Drug (SMILES): CC1=CC=C(C=C1)S(=O)(=O)N
Target protein: P00533 (EGFR)
Assay mechanism: Inhibition
Assay technology: Biochemical
The model returns structured predictions:
Active: true | false
pXC50: <numeric value> | null
Reason: <short biological explanation of the predicted interaction>
Example Output
Active: true
pXC50: 7.4
Reason: The compound's sulfonamide group forms key hydrogen bonds with the EGFR
ATP-binding pocket, suggesting moderate inhibitory activity consistent
with the predicted pXC50.
📊 Training Data
DrDTI-Reasoner was trained on curated drug–target interaction datasets containing:
- Molecular structures in SMILES format
- Protein target identifiers (UniProt IDs and gene names)
- Bioassay metadata (mechanism, technology, and mode)
- Binary activity labels (active / inactive)

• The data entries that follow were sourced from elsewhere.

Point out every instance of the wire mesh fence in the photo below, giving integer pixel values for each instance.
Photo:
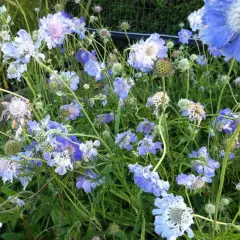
(147, 16)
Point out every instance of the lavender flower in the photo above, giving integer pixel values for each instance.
(125, 139)
(201, 60)
(53, 29)
(105, 118)
(147, 145)
(204, 164)
(122, 87)
(71, 111)
(143, 54)
(148, 181)
(184, 36)
(88, 181)
(18, 110)
(173, 217)
(145, 126)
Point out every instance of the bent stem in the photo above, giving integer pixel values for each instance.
(164, 144)
(222, 177)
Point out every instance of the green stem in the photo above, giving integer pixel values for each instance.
(164, 144)
(224, 167)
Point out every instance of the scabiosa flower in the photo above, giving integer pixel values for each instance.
(88, 182)
(204, 164)
(195, 112)
(190, 181)
(195, 20)
(201, 60)
(226, 121)
(9, 169)
(71, 144)
(172, 217)
(53, 29)
(222, 27)
(15, 70)
(83, 56)
(21, 49)
(147, 145)
(143, 54)
(89, 150)
(145, 126)
(122, 87)
(105, 118)
(61, 160)
(184, 36)
(160, 99)
(148, 181)
(18, 110)
(71, 111)
(17, 201)
(125, 139)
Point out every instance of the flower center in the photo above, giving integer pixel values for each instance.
(175, 215)
(55, 30)
(233, 16)
(150, 51)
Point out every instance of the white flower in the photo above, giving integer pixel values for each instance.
(173, 217)
(18, 110)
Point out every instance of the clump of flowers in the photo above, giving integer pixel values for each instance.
(143, 54)
(172, 217)
(148, 181)
(18, 110)
(158, 101)
(125, 140)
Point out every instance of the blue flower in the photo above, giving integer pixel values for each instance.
(105, 118)
(71, 111)
(125, 139)
(143, 54)
(172, 217)
(88, 181)
(222, 27)
(147, 145)
(145, 126)
(83, 56)
(184, 36)
(226, 121)
(148, 181)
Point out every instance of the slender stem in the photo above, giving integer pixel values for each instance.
(222, 177)
(164, 144)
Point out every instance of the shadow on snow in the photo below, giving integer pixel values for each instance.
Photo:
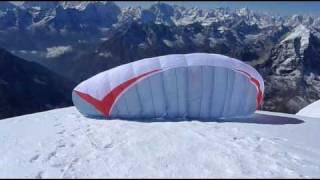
(254, 119)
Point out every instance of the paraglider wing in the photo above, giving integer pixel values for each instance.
(197, 85)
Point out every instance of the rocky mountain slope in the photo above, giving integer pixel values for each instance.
(80, 39)
(27, 87)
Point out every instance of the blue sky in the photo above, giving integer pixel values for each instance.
(277, 7)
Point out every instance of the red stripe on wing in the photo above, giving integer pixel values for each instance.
(105, 105)
(255, 82)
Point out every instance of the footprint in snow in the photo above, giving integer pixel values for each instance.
(34, 158)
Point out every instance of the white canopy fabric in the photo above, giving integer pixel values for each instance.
(197, 85)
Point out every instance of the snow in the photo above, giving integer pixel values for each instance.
(312, 110)
(302, 32)
(63, 144)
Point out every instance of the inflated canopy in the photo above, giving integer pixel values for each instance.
(197, 85)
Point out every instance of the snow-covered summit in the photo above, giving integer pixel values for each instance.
(299, 32)
(312, 110)
(63, 144)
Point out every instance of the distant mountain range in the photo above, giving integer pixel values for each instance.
(79, 39)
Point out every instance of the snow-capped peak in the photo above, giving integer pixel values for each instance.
(299, 32)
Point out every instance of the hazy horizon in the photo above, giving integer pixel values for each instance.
(283, 8)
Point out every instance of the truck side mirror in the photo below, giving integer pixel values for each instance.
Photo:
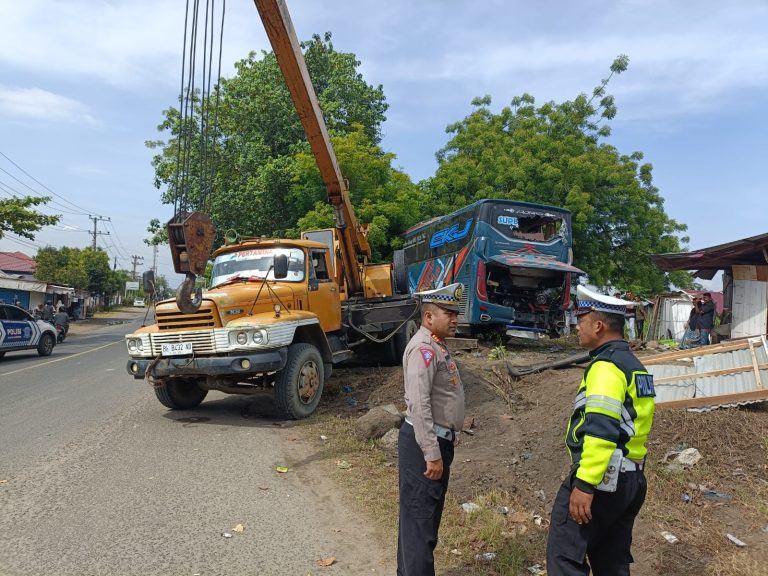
(148, 279)
(280, 266)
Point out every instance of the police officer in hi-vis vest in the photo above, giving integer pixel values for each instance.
(595, 508)
(435, 398)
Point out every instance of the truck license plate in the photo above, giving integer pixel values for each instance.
(176, 349)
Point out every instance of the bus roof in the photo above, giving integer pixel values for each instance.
(474, 205)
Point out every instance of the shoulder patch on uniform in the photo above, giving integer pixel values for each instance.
(644, 384)
(427, 354)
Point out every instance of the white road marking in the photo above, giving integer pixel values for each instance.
(60, 359)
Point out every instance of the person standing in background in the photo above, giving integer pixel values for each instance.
(639, 317)
(706, 317)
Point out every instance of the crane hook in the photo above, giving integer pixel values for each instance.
(184, 300)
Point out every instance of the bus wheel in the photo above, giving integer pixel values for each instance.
(400, 272)
(299, 385)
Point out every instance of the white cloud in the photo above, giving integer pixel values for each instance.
(36, 104)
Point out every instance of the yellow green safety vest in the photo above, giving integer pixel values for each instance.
(613, 408)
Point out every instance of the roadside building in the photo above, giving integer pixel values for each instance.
(744, 264)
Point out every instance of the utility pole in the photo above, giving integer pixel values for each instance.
(95, 231)
(136, 260)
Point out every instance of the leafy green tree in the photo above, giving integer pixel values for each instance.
(18, 216)
(84, 269)
(252, 180)
(384, 198)
(555, 154)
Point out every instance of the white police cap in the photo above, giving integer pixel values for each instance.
(447, 297)
(589, 301)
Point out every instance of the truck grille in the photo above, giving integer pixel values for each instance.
(203, 342)
(173, 319)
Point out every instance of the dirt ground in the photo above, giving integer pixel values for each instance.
(517, 446)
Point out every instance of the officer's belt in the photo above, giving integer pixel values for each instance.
(628, 465)
(440, 431)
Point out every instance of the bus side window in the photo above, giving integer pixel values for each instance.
(320, 266)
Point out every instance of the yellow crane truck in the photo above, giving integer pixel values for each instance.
(279, 314)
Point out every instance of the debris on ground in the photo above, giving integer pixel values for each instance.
(736, 541)
(688, 457)
(377, 422)
(486, 556)
(669, 537)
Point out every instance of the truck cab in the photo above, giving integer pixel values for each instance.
(265, 322)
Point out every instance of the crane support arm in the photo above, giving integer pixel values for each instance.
(277, 23)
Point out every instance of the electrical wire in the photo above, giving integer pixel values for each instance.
(75, 206)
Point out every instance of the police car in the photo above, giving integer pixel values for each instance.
(20, 331)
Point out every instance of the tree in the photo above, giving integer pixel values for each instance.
(554, 154)
(18, 216)
(84, 269)
(384, 198)
(257, 154)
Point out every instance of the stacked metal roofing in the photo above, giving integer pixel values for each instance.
(728, 374)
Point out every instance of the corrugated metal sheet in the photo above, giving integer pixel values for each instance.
(688, 378)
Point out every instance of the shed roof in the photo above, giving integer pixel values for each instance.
(17, 262)
(751, 251)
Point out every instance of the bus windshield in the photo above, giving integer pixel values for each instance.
(527, 224)
(256, 263)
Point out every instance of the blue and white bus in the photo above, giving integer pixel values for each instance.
(513, 258)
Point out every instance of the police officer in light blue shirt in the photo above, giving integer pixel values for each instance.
(434, 396)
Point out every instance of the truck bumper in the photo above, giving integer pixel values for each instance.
(239, 364)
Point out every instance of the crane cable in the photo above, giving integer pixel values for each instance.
(194, 107)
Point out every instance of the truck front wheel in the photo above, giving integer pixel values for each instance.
(299, 385)
(180, 393)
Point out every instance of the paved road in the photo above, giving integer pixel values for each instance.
(98, 478)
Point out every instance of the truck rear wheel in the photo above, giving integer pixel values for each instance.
(299, 385)
(400, 273)
(180, 393)
(400, 340)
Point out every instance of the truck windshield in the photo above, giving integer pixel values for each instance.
(248, 263)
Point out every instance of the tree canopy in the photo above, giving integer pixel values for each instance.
(84, 269)
(257, 174)
(18, 216)
(555, 154)
(264, 178)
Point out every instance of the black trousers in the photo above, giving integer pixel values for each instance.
(606, 540)
(421, 505)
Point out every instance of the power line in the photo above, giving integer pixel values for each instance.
(43, 185)
(22, 241)
(117, 237)
(14, 193)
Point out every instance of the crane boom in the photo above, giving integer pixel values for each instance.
(354, 241)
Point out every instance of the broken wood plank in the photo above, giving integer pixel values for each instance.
(461, 343)
(754, 395)
(695, 375)
(755, 365)
(698, 351)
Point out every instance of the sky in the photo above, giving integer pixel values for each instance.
(83, 84)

- Potency values (pXC50) where available
Key sources include ChEMBL and BindingDB bioactivity databases.
📈 Evaluation Results
Evaluated on a held-out test split from the ChEMBL bioactivity dataset:
Table with columns: Metric, Value| Metric | Value |
|---|
| Accuracy | 0.84 |
| F1 Score | 0.82 |
| ROC-AUC | 0.89 |
⚠️ These are preliminary research metrics. Results may vary across target classes, assay types, and chemical scaffolds not well-represented in the training data. Scaffold-split benchmarking is planned for a future release.
⚠️ Limitations
Please read carefully before use:
- Research only — This is not a clinical or regulatory-grade system
- Probabilistic outputs — Predictions are model-generated estimates, not experimentally verified results
- Statistical SMILES understanding — Molecular interpretation is learned from data, not from physical simulation or quantum chemistry
- Format-sensitive — Prediction quality degrades with poorly formatted or non-standard inputs
- Not medically validated — This model has not been assessed for safety or efficacy in any clinical context
🚀 Intended Use
DrDTI-Reasoner is designed for:
✅ Computational drug discovery research
✅ Bioactivity prediction experiments
✅ Machine learning benchmarking in cheminformatics
✅ Educational use in bioinformatics and AI
✅ Early-stage hit identification and prioritization workflows
Not intended for:
❌ Clinical diagnosis or treatment decisions
❌ Regulatory or pharmaceutical approval processes
❌ Any application directly impacting human health
🗺️ Roadmap
📦 Base Model & Framework
Disclaimer: DrDTI-Reasoner is a research tool. All predictions should be interpreted in the context of existing literature and validated experimentally before any downstream use.